Гоги распахивает жилище мне навстречу рывком, выстрелом, выпуская вперед породистую гончую ненависть – белую и зубастую. Одет Гоги в носки. Интимные Гогины подробности кустисто топорщатся в кудрявых зарослях. Два голых человека стоят друг перед другом на американском сквозняке.
– Бога ради, – говорю, – зачем вы так кричите? Ведь ночь!
Ночь поддерживает меня шумным ветряным вздохом, хлопает окном, роняет плашмя что-то твердое за обнаженной Гогиной спиной. Успеваю, вздрогнув, подумать, что от стука проснется сосед снизу. Потом успеваю сообразить, что сосед снизу – это я.

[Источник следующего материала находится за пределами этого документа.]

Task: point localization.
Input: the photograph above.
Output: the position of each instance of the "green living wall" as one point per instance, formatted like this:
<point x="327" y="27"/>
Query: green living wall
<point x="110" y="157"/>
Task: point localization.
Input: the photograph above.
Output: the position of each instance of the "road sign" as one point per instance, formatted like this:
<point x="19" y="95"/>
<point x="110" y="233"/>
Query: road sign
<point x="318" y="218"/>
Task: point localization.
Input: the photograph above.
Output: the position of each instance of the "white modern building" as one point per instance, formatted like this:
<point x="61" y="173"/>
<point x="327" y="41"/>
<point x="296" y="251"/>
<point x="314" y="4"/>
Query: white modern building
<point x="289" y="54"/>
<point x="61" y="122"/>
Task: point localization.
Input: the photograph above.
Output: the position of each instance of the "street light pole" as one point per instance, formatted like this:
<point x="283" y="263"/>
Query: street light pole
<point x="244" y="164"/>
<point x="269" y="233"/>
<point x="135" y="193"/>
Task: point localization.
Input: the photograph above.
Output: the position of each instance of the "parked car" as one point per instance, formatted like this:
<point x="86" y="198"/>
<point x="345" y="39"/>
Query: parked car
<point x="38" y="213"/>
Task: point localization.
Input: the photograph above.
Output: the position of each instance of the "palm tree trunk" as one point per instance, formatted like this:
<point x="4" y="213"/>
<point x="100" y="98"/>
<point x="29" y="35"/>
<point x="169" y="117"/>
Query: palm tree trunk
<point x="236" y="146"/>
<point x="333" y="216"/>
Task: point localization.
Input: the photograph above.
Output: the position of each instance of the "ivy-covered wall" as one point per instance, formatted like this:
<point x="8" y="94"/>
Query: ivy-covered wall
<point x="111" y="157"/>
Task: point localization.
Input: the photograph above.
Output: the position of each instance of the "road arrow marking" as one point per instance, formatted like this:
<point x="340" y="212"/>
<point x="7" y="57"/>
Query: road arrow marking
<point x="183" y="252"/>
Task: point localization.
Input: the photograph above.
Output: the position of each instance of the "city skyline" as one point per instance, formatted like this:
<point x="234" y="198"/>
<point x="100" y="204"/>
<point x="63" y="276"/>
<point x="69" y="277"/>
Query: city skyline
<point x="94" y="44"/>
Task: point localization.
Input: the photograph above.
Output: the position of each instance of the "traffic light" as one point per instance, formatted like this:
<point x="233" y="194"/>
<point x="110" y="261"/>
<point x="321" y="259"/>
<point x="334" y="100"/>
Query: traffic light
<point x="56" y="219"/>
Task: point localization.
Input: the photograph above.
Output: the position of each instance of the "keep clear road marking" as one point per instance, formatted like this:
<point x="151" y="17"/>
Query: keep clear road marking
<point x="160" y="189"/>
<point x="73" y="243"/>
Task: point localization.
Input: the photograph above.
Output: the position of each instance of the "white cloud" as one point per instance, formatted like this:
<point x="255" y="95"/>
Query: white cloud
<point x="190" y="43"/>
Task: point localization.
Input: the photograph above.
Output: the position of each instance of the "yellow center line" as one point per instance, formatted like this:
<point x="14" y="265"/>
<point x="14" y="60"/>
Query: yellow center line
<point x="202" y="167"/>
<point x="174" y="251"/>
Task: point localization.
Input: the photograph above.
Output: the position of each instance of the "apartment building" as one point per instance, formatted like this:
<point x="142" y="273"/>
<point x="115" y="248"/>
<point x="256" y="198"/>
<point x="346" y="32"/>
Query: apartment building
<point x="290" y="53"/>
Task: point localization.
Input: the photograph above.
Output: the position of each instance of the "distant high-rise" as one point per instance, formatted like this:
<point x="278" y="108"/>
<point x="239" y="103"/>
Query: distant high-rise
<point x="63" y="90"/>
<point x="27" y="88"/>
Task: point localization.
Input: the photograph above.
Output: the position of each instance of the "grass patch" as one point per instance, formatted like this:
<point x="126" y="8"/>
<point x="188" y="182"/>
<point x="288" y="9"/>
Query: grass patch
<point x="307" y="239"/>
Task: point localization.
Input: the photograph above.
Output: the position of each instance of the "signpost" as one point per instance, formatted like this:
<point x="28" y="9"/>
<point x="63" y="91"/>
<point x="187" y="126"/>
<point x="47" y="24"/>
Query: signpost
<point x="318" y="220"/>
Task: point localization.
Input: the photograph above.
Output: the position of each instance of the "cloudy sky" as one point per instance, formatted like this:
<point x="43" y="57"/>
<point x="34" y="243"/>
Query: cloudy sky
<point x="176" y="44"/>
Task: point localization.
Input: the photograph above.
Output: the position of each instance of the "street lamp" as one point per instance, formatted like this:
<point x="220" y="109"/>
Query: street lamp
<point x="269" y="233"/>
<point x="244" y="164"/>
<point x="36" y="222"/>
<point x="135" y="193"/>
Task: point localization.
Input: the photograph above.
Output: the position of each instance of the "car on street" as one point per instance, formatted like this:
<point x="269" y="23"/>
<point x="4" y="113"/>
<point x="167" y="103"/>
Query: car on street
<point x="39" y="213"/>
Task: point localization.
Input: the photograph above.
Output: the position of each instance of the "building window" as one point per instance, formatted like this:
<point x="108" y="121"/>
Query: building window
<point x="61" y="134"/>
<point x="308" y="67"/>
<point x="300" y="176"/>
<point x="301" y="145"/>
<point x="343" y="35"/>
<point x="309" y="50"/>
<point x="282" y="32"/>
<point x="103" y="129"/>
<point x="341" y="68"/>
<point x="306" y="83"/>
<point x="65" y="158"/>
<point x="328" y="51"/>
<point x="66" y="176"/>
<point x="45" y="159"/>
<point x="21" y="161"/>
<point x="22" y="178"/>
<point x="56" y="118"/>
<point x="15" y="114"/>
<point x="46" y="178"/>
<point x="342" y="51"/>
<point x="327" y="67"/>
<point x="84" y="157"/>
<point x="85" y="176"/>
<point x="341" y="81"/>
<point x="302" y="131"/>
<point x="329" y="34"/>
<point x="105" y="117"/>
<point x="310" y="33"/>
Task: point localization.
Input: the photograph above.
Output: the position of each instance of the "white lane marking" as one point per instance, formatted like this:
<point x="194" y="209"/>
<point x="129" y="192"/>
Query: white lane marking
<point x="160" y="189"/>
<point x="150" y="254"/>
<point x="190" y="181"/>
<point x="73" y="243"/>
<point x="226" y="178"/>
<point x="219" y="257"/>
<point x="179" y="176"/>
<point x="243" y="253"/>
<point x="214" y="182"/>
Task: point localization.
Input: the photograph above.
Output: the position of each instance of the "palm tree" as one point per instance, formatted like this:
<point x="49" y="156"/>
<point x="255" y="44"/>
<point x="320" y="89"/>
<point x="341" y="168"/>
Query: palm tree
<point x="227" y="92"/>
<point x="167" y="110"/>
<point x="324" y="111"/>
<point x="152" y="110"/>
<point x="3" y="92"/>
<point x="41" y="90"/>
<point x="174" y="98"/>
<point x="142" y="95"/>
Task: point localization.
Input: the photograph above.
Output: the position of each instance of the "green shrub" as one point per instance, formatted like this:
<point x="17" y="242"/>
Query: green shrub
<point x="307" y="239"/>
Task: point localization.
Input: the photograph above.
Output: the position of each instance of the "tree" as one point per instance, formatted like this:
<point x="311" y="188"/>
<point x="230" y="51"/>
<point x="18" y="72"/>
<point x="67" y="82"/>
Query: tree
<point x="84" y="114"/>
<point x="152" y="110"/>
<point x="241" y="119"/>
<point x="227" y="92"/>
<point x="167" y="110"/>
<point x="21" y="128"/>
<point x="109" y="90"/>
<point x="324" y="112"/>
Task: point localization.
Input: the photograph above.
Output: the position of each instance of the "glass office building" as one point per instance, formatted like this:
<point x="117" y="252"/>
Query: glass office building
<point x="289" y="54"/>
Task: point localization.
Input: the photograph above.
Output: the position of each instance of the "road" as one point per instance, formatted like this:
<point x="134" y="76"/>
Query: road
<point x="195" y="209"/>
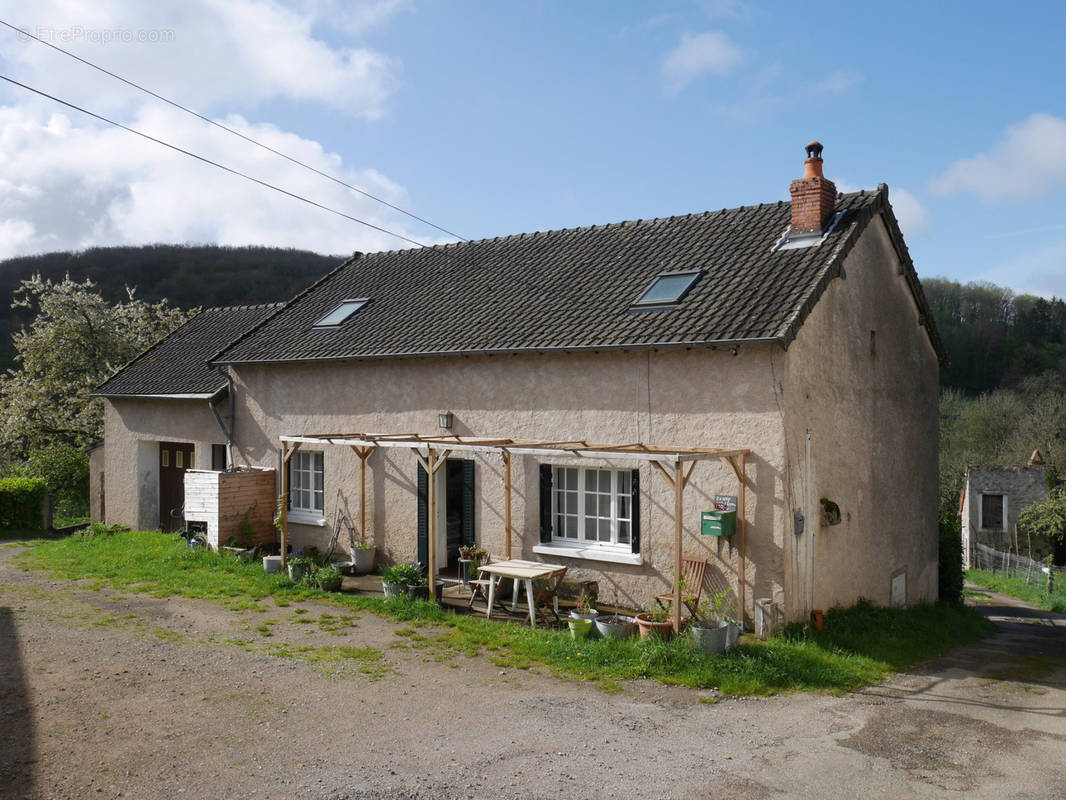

Плашмя упала картина. Холст на подрамнике. Гоги делает три шага в глубину комнаты, унося худые лезгиночные ягодицы. Мелькают быстрые объятия с упавшей, слышен осторожный холщовый шорох; страдалица обращается лицом к стене, в ряд с десятком других наказанных и потому повернутых к миру затылком картин. Гоги, оказывается, художник!
– Ну зачем же вы так кричите? – задушевно спрашиваю я внезапно остывшего, расстроенного Гоги.
– Слюшайте, женщина, – тихо отвечает Гоги, – ну телефон ведь плохо слышна, да!
Гоги – художник. Как глупо! Как непрактично! Тоже мне, Пиросмани! Я лежу, переполненная обидой, и, морщась, пережевываю кислые мысли: подумать только, в часы моего высокомерного копошения в клавишах, Гоги, это небритое недоразумение, это «слюшайте, женщина», тратит свою драгоценную жизнь на никому не нужные, уверена я, боже мой, – картины! Жалкий ловец счастья в получасе неспешной езды от столицы мира! Храбрый маленький солдат, прибывший на фронт давно проигранной войны. Где-то там, в тени трепещущей айвы, ждет Гогиной славы мятежная Гогина мама; пронзительным грузинским утром она гортанно кричит в клокочущий чужими шумами телефон о том, что время ждет, о том, что все еще устоится, надо только подождать, все получится, вай, вай, Гоги, тебе ли не знать, вспомни, как трудно поднимался наш дядя Вахтанг, а какой теперь человек, как высоко взлетел… а еще заглядывала Нора, спрашивала о тебе, я сказала ей, что хорошо живет Гоги! прекрасно живет Гоги! – пусть теперь эта Нора кусает локти, да, Гоги? да, милый сынок мой? Сладкая жалость то ли к себе, то ли к соседу, то ли к чрезмерным маминым надеждам приходит на смену кислым моим мыслям. Синий кусочек Грузии смотрит на меня со стены.